SENEGAL-MONDE-SOCIETE
Dakar, 27 mai (APS) – Le directeur de la communication au ministère de la Communication, des Télécommunications et du Numérique, Habibou Dia, nouvellement élu ambassadeur de la cohorte du programme de bourse DongFang de l’Université de Pékin, propose la mise en place d’un cadre de gouvernance ouvert pour la réussite des missions assignés aux membres de ce cadre de réflexion sur les enjeux portant sur le Sud Global.
Le programme de bourse DongFang de l’Université de Pékin réunit chaque année des participants issus de plusieurs pays autour des questions de gouvernance, de coopération internationale et de développement du Sud global.
M. Dia a été élu ambassadeur de la cohorte du programme de bourse DongFang de l’Université de Pékin, à l’issue d’un vote réunissant des représentants de 58 pays.
Il s’est imposé face à plusieurs candidats issus notamment de Cuba, de Birmanie, de Trinité-et-Tobago, du Pakistan et des Maldives.
Son élection marque une reconnaissance du rôle de coordination et de représentation confié à l’ambassadeur de la cohorte, chargé de fédérer les participants autour d’une vision commune et de renforcer les liens entre les anciens bénéficiaires du programme.
“Je conçois donc le rôle de l’ambassadeur comme suit : servir notre communauté en garantissant une représentation légitime”, a-t-il déclaré dans sa première adresse, soulignant la nécessité d’entretenir “les liens solides” entretenus par les acteurs concernés, en vue de mieux servir le Sud global.
Il s’est dit favorable à une représentation équitable des différentes régions, en tenant compte de la parité homme-femme, non sans préconiser “un cadre de gouvernance ouvert incluant le plus grand nombre de bénévoles possible”, pour la concrétisation de la vision sous-tendant cette initiative.
“Outre les vice-ambassadeurs, nous aurions besoin de points focaux régionaux, et, compte tenu de la diversité des compétences dont regorge ce groupe (économistes, avocats, experts financiers, entre autres), de cellules thématiques, chargées d’étayer notre réflexion et de contribuer à [sa] mise en œuvre”, a-t-il ajouté.
Habibou Dia a insisté sur la nécessité de travailler à obtenir des résultats dans la conduite des missions arrêtées, “en particulier dans le contexte du lancement par la Chine de l’Alliance des think-tanks du Sud global”.

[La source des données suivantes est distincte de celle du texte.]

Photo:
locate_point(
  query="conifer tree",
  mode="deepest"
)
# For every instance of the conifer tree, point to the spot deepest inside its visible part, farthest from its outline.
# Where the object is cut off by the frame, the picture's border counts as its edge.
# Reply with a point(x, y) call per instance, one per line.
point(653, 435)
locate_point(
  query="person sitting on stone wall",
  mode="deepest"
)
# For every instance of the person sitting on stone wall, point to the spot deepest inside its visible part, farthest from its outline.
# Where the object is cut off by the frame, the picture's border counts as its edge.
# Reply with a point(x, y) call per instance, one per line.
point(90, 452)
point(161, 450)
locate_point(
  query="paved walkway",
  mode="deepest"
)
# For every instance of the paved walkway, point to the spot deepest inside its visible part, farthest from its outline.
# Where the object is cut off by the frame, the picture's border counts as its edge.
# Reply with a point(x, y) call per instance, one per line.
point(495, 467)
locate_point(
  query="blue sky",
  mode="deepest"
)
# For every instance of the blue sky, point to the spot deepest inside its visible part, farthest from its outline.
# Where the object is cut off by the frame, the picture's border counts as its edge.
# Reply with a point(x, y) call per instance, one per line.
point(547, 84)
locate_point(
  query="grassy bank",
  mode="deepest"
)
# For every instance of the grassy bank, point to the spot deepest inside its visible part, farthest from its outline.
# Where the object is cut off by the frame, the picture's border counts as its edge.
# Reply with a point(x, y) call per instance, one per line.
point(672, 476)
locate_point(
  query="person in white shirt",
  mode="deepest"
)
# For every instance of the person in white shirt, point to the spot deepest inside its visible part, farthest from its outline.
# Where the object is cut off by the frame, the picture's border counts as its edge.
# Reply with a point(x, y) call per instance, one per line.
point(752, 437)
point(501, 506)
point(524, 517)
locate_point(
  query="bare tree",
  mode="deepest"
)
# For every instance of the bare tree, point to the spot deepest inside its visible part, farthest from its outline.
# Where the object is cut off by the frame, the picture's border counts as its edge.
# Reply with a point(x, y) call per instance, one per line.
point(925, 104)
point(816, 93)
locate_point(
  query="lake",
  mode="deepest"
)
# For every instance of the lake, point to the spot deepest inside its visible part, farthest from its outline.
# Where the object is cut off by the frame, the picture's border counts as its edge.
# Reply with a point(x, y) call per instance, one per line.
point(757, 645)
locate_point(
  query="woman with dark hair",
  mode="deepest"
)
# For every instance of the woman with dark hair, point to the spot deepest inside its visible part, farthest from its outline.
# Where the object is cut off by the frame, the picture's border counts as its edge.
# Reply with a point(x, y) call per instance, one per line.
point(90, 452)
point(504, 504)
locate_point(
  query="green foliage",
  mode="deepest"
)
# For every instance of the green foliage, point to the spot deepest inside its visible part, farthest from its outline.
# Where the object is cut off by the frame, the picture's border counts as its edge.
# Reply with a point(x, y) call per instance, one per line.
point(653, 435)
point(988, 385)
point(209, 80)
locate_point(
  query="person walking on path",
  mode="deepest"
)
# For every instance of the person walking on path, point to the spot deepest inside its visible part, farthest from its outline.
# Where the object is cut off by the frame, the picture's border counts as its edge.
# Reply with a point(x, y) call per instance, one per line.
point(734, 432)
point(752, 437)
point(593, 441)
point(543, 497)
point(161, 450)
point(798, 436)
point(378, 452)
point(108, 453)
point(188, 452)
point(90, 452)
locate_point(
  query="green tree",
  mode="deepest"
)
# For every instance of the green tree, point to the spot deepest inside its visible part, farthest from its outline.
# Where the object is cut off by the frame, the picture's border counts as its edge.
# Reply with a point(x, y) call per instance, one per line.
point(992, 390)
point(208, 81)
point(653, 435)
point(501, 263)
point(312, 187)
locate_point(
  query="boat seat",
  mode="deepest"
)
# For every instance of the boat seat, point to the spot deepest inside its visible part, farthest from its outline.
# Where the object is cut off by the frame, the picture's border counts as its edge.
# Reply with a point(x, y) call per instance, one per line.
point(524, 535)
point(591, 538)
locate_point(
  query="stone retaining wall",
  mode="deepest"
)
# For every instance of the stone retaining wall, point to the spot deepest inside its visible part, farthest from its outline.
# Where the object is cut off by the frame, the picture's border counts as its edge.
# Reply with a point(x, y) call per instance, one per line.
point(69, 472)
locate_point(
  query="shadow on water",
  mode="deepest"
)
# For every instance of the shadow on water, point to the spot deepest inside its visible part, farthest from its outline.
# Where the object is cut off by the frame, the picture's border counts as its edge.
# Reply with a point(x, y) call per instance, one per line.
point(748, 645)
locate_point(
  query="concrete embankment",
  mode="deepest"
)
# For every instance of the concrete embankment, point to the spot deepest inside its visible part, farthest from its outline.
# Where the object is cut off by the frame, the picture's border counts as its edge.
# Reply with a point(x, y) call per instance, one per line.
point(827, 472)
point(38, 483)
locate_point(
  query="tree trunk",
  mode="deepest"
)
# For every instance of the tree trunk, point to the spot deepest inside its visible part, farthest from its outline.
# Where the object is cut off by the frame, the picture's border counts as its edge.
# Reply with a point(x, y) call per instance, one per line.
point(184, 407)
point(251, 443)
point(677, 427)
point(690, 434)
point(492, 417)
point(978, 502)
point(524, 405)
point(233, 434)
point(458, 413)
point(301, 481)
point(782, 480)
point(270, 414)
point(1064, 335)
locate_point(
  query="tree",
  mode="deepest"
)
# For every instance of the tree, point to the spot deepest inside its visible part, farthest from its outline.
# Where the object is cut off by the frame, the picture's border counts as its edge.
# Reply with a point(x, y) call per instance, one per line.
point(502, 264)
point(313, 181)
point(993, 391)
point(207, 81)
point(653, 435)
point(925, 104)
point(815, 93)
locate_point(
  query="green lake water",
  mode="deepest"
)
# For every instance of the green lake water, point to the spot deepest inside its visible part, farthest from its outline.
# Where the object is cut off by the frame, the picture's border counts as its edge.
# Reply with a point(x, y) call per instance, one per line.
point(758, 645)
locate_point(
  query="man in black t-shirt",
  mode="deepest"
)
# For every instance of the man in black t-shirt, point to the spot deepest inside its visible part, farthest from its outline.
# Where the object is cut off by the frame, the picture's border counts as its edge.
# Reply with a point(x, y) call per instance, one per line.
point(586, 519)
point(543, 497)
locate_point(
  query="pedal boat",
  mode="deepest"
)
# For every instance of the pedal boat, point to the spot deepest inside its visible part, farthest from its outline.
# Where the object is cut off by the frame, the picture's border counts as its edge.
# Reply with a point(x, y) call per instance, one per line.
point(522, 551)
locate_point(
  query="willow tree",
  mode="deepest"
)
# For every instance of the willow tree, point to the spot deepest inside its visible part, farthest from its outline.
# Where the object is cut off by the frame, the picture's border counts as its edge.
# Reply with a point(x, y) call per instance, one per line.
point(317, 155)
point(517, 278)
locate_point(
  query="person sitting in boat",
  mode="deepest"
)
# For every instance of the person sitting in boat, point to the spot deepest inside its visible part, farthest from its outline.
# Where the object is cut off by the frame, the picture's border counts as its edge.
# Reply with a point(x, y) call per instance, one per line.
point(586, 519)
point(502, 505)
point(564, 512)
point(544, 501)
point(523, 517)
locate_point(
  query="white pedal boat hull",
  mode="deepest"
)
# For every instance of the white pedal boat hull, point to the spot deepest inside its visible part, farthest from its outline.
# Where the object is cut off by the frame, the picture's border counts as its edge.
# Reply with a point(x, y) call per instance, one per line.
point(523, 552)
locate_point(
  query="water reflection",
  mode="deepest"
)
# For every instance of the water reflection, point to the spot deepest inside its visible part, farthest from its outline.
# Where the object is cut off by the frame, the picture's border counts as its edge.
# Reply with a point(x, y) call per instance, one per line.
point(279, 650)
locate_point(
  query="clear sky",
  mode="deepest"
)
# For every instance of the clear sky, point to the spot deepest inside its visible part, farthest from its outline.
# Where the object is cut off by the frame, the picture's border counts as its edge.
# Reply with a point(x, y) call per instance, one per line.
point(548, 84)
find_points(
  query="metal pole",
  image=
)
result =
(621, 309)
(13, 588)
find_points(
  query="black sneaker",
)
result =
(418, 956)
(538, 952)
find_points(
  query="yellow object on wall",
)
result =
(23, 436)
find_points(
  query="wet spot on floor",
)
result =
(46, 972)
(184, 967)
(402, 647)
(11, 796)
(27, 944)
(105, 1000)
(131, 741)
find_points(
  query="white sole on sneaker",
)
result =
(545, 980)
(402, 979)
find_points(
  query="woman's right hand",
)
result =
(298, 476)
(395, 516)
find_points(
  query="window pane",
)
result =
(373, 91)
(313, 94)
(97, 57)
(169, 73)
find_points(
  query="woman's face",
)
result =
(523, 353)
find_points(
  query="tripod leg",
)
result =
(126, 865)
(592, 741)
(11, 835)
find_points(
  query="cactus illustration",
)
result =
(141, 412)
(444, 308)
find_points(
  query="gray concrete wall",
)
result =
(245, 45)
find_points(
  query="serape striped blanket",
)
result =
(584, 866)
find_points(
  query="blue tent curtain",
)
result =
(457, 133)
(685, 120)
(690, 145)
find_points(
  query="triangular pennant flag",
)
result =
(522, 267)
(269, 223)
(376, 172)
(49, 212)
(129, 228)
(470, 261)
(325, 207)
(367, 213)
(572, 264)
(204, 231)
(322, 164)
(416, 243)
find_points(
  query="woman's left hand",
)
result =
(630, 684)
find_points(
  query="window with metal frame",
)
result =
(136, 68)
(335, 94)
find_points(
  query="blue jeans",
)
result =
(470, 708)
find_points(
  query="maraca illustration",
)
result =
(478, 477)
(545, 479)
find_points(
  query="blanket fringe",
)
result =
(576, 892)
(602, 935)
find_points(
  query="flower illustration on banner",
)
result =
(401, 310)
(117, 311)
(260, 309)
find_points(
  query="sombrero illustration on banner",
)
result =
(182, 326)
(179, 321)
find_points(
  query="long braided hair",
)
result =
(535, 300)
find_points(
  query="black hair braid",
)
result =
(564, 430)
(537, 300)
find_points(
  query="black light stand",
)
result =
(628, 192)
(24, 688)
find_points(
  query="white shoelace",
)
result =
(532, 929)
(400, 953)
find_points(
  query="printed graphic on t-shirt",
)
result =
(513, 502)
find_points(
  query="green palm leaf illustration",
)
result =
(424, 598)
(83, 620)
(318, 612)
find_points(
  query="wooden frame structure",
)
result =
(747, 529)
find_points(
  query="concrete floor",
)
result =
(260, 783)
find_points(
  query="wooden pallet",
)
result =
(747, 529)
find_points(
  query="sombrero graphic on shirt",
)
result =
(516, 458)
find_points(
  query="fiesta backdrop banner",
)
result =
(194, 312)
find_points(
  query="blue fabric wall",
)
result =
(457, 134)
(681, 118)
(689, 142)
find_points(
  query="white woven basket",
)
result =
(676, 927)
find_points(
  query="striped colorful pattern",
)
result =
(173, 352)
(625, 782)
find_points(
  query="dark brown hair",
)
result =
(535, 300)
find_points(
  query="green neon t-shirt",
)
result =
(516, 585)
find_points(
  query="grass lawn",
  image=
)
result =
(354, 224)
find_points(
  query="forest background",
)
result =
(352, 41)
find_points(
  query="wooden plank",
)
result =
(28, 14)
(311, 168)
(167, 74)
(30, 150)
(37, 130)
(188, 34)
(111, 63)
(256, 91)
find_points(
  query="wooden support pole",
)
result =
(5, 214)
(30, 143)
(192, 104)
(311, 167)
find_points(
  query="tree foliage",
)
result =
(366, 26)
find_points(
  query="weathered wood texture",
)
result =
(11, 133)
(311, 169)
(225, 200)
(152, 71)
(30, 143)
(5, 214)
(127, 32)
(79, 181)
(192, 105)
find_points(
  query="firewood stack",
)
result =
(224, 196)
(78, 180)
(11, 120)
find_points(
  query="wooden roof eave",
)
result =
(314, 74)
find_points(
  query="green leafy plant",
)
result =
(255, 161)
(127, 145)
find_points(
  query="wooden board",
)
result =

“Notre groupe peut apporter une contribution significative en faveur du développement du Sud global, en tirant parti du 15ème Plan quinquennal de la Chine. Je considère que nous, les anciens élèves de Dongfang, sommes des pionniers dans le monde d’aujourd’hui, chargés de promouvoir une diplomatie de paix et de prospérité, et de diffuser des informations fiables sur ce qu’est réellement la Chine”, a-t-il déclaré.
“Nous pouvons d’ores et déjà mettre en place un laboratoire d’idées et de publications, ainsi qu’un bureau opérationnel”, ledit laboratoire pouvant servir à optimiser les publications.
“En ce qui concerne le bureau opérationnel, si l’on considère que ce programme a démarré en 2019, avec une moyenne de 50 étudiants par cohorte, cela représente près de 300 personnes exceptionnelles – des citoyens jouissant d’une grande influence”, a poursuivi Habibou Dia, l’objectif ultime devant consister à créer “un Cercle mondial d’amitié pour une gouvernance pacifique et la prospérité”.
“Dans le même état d’esprit, a-t-il préconisé, nous pourrions aussi lancer notre média alternatif mondial, une plateforme d’information dédiée aux pays du Sud global, et inviter les brillants enseignants de ce programme à donner des cours inauguraux dans nos différentes universités”.